The strengths of this study include the use of the FMSS as a reliable and valid measure for expressed emotion, the bidirectional approach, including adolescent and maternal expressed emotion levels and the inclusion of a clinical and a nonclinical control group.
The definition of emotional overinvolvement in the FMSS, also used in the present study, differs from the definition in the Levels of Expressed Emotion Scale used by Ammerman and Brown (2018). Emotional overinvolvement in the FMSS is defined by self-sacrificing and overprotective attitudes of mothers as well as nonverbal signs of overinvolvement during the monologue (e.g., crying), while the intrusiveness subscale of the Levels of Expressed Emotion Scale primarily refers to controlling parenting behaviors and intrusions of privacy. Furthermore, perceived parental emotional overinvolvement may not correspond with interviewer-rated emotional overinvolvement; this should be addressed in further studies. Therefore, it remains to be clarified if emotional overinvolvement is influential in the engagement and maintenance of NSSI. Further research is needed to examine the validity of the FMSS and especially the operationalization of emotional overinvolvement in samples of adolescents with expressed emotion.
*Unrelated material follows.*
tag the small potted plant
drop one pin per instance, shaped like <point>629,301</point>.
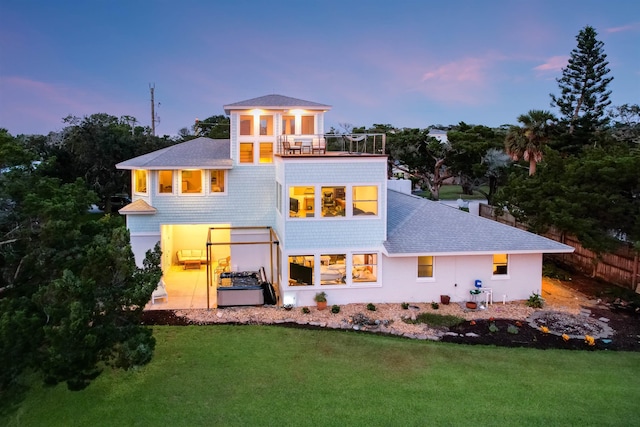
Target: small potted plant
<point>321,300</point>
Reciprocal processes between adolescents and parents (e.g., high expressed emotion) as well as parental (e.g., heightened stress) and child (e.g., impulsivity) contributors leading to insufficient parent–child interactions should be considered in the maintenance of NSSI. The burden of caring for an adolescent with NSSI (39, 40) and changes in parenting behavior as reactions to NSSI, for example, more controlling behavior and rule setting (8, 41) may affect parent–child interactions.
NSSI can be conceptualized as a high-cost communication behavior when other behaviors have failed to elicit a response from the family environment (36). Considering the three ways in which caregivers can affect child adjustment (42), high levels of expressed emotion represent an interaction style that negatively reinforces emotional arousal. Therefore, the findings suggest that it is important to examine adolescent expressed emotion in addition to parental expressed emotion, to gain a better understanding of the reciprocal parent–child interactions in families of adolescents with NSSI.
Effective treatments for NSSI, such as the dialectical behavior therapy for adolescents (DBT-A) 43–45 or the emotion regulation individual therapy for adolescents (ERITA) (43, 44), target emotion regulation and interpersonal functioning, especially within the family, and offer the possibility of including the family or parents in the adolescent’s treatment. Breaking a vicious cycle between adolescents and parents characterized by frustration and criticism and reestablishing more functional family patterns can reduce high expressed emotion (45). Given that adolescents with NSSI reported fewer positive aspects in the mother–child relationship than NC adolescents, interventions should not focus merely on the reduction of negative relationship aspects but also on the enhancement of positive relationship quality.